Testing at Goddard: 'The chamber of horrors'

Testing at Goddard: 'The chamber of horrors'
The James Webb Space Telescope's OTE (Optical Telescope Element) is lowered into the Thermal Vacuum Chamber, where scientists will test its ability to operate at the subzero temperature of space. Credit: NASA Goddard/Chris Gunn

(Phys.org) -- With pipe-covered ceilings three stories high, catwalks lining the walls, and wires covering every surface, the Environmental Test Engineering and Integration facility—affectionately nicknamed the “Chamber of Horrors”—looks uncannily like a level from Valve’s “Portal 2” video game. In reality, it’s NASA’s premier preflight testing ground for instruments and spacecraft.

Its mission: To ensure that every craft is space-ready.

In order to meet flight spacecraft qualifications, a craft must be able to operate in three high-stress environments: the trauma of launch, the vacuum of space, and the electromagnetism from both background radiation and the craft itself. To prove their mettle, every component must endure a series of brutal tests, from surviving temperature swings of hundreds of degrees to holding together under the gravitational force of a car crash.

Inside the Chamber of Horrors

Behind the innocuous front door of building seven, a maze of cavernous rooms hums with fans and grinding machinery. This is where the testing begins.

On the far side of a high bay area so tall that only cranes can reach its top shelves, a vast circular room houses the 120-foot-long High Capacity Centrifuge. Built to test the effects of increased gravity on assembled spacecraft, the centrifuge can accelerate a 2.5-ton payload up to 30 Gs—many times more force than it would experience during a launch. It’s not just used for NASA projects; in 2003, the National Highway Traffic Safety Administration (NHTSA) used the centrifuge to study rollover in SUVs, gauging the acceleration force at which their wheels would lift from the centrifuge platform.

Through a set of insulated steel doors nearly a foot thick hides the Acoustic Test , where spacecraft are exposed to the earsplitting noise (and resulting vibration) of launch. The doors are usually closed, concealing the 42-foot-tall room and its two huge horns, a pair of speakers capable of producing sounds as loud as 150 decibels. That’s about the equivalent of standing directly in front of a refrigerator-sized speaker at a rock concert.

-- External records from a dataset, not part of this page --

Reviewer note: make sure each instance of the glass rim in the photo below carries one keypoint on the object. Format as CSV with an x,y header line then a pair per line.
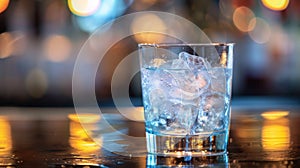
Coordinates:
x,y
157,45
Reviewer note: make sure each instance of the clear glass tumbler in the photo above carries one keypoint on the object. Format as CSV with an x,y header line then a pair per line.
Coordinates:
x,y
186,96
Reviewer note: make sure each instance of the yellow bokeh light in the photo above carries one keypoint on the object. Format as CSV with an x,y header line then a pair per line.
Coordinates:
x,y
5,135
148,24
3,5
273,115
36,83
83,7
261,31
84,118
276,135
6,47
57,48
276,5
242,17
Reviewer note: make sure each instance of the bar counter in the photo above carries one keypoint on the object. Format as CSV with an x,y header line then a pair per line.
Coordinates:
x,y
261,135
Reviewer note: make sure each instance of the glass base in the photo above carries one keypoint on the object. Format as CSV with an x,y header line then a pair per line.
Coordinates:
x,y
190,145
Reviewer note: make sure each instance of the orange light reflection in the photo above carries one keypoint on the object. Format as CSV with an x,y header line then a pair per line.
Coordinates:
x,y
3,5
80,136
275,131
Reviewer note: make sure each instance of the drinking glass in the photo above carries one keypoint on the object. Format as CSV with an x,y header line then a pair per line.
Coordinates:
x,y
186,92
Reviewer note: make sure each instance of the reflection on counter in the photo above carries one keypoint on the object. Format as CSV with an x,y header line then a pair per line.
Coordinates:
x,y
6,156
205,161
275,131
79,136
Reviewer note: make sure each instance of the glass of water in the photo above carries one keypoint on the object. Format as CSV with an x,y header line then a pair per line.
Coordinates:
x,y
186,96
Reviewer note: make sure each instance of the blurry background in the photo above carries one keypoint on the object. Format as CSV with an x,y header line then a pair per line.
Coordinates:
x,y
40,40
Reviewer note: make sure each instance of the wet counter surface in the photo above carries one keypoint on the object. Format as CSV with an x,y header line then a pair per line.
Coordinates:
x,y
54,137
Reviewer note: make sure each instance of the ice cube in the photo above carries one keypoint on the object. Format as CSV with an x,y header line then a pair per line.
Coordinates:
x,y
210,116
218,79
213,102
157,62
189,87
175,64
194,62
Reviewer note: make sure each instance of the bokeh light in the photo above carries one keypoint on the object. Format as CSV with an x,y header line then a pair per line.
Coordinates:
x,y
83,7
12,43
276,5
107,11
145,22
3,5
275,130
226,8
143,4
6,47
36,83
57,48
273,115
261,30
242,17
5,135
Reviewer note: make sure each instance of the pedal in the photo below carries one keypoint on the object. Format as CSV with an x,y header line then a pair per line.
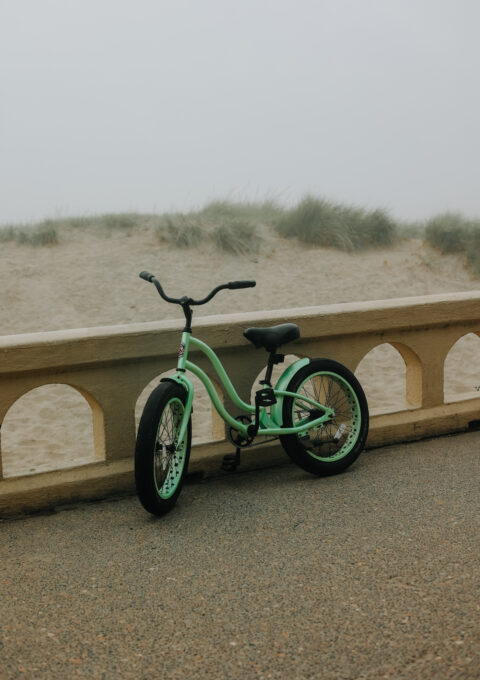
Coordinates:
x,y
231,461
265,397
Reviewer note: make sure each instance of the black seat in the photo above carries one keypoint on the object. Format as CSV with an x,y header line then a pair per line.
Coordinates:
x,y
273,337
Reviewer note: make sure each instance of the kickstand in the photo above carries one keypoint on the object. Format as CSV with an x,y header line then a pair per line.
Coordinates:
x,y
231,461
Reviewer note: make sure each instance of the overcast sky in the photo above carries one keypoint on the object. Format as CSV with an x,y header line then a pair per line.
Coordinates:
x,y
160,105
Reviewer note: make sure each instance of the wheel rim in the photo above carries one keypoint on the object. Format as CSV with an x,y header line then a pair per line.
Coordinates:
x,y
336,438
169,453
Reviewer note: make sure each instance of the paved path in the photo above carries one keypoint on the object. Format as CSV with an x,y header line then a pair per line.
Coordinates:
x,y
270,574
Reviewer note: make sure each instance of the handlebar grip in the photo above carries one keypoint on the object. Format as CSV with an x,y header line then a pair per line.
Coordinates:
x,y
241,284
147,276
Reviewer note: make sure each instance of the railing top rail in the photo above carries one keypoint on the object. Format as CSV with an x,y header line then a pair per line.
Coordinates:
x,y
35,351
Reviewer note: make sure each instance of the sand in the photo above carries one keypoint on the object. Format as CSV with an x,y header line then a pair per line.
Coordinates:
x,y
91,279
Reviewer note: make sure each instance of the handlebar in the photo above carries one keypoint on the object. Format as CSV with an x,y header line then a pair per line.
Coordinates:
x,y
232,285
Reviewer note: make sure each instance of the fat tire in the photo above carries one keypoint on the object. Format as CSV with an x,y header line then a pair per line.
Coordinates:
x,y
292,445
146,446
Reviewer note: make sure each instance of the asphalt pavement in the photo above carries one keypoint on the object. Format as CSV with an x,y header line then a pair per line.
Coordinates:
x,y
268,574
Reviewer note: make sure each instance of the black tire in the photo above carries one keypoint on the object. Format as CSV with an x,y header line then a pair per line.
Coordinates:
x,y
332,448
160,463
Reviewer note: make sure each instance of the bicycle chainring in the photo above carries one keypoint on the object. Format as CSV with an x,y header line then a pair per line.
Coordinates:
x,y
236,438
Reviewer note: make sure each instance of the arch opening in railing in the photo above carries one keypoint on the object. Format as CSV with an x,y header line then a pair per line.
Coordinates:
x,y
49,428
383,375
462,369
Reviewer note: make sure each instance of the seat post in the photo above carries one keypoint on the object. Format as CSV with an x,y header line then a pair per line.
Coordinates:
x,y
272,360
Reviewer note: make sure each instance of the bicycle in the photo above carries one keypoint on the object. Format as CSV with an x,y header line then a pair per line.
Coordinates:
x,y
317,409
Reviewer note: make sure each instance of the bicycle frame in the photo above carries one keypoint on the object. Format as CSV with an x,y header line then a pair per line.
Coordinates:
x,y
269,423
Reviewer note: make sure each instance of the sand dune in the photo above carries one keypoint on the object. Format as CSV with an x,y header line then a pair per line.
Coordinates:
x,y
91,278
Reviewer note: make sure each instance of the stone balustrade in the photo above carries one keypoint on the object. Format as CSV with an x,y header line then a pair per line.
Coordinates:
x,y
110,367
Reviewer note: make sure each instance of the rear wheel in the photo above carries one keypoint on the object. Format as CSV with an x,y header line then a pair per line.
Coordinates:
x,y
161,460
328,449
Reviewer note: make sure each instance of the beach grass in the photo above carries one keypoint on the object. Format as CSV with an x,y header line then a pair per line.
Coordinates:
x,y
43,234
239,228
333,225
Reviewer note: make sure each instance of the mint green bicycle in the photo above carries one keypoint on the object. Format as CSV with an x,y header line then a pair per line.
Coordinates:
x,y
317,409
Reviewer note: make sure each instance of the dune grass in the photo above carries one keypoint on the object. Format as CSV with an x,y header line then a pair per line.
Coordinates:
x,y
333,225
239,228
43,234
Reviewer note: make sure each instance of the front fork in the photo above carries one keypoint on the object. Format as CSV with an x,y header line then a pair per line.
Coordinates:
x,y
186,383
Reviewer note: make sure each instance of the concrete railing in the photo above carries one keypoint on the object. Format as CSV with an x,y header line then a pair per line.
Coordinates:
x,y
110,366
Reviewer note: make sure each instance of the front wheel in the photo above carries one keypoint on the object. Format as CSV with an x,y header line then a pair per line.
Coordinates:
x,y
161,460
332,447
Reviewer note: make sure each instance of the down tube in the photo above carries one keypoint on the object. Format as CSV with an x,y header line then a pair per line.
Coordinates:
x,y
212,393
222,374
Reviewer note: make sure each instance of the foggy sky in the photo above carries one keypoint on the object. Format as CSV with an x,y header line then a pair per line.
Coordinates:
x,y
160,105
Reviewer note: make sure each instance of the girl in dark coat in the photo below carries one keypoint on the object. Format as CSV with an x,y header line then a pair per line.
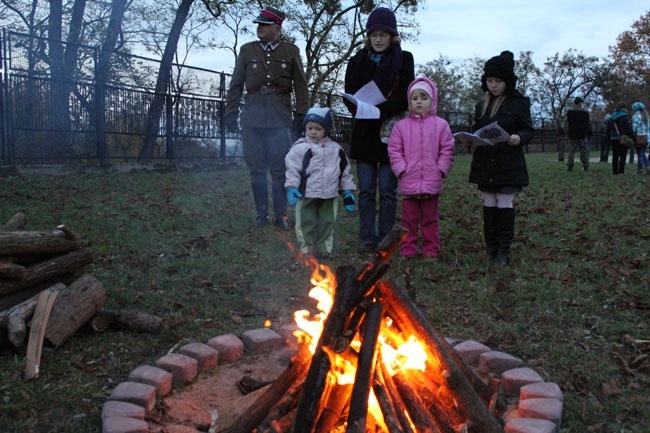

Around a corner sits the Thermal Vacuum Chamber, the biggest, baddest vacuum chamber in the facility. At 40 feet tall, this behemoth can run tests on even the most massive of spacecraft. To simulate the environment of deep space for the James Webb Space Telescope, the chamber needs to reach temperatures close to the universe’s baseline of -454.8 F (2.7 K), but its liquid nitrogen cooling system only hits -272.5 F (104 K). Scientists have retrofitted the chamber with an enormous shroud, enabling them to cool the chamber with liquid helium instead and reaching temperatures of -434.5 F (14 K).

The facility also houses to the largest clean room in the world. With a volume of roughly 1.1 million cubic feet, the High Bay Clean Room is the assembly site for many of NASA’s largest spacecraft, including the James Webb Space Telescope. A wall of air filters four times the size of a tennis court maintains its class-10,000 rating, guaranteeing fewer than 10,000 particles of debris 0.5 microns in diameter—200 times smaller than the width of a human hair—per cubic foot of air.

Better Safe than Sorry

So why do we test spacecraft on the ground?

“It’s better that we test them here, and have something go wrong here, and fix it here,” says Carmine Mattiello, the branch head of the Engineering and Integration branch. Once the craft is launched, “it doesn’t do anybody any good if it’s just orbiting around and it’s broken or it doesn’t want to perform the way it’s supposed to.”

The standardized set of tests is customized for each item, depending on factors like its position in the launch vehicle and the nature of the mission. This flexibility is designed to counter the risk of over-testing, which could overstress sensitive hardware and decrease the instrument’s chances of success.

“You don’t want to over-test, but at the same time you want to do enough testing to assure yourself that it’s actually going to be able to do its job,” Mattiello says.

“A lot of times, it’s a tradeoff.”

Besides, if a craft survives testing, there’s always the promise of cake.